Open Shefaee opened 1 year ago

Shefaee commented 1 year ago

Hi, Is it possible to set the base time manually? For example: from the server (not the system)

val nanoTime  = 0;//from Server
ApplicationStarter.initialize(context, prefetch, nanoTime);

Thank you very much for your great work

MenoData commented 1 year ago

Sorry for late reply. Mea culpa.

The third parameter nanoTime does not exist. I interprete your question as proposal to introduce such a third parameter. Well, I think there is no need for such a parameter in this initialization method which is rather about resource and context class loading.

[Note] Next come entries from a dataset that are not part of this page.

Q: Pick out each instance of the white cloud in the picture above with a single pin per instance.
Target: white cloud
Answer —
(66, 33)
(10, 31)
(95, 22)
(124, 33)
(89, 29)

Probably you look for a way to set up an application-wide clock which is once initiated by the server time. Time4J has such a clock package but Time4A unfortunately not yet. You might look at the actual implementations of the clock package of Time4J to model a suitable clock for Time4A.

Maybe this is an inspiration:

public class ServerTimeSource implements TimeSource<Moment> {
  private final long offset;

  public ServerTimeSource(long serverTimeUTInMillisecsSince1970) {
    this.offset = serverTimeUTInMillisecsSince1970 - System.currentTimeMillis();
  }

  public Moment currentTime() {
    long timeInMillis = System.currentTimeMillis() + this.offset;
    return TemporalType.MILLIS_SINCE_UNIX.translate(timeInMillis);
  }

}

Then you would instantiate the class once and store it in an application-wide location so it can be reused many times whenever you want to know the server time (as UT). If you also want to use the server time zone you have to store it as TZID or offset, too, in an application-wide location.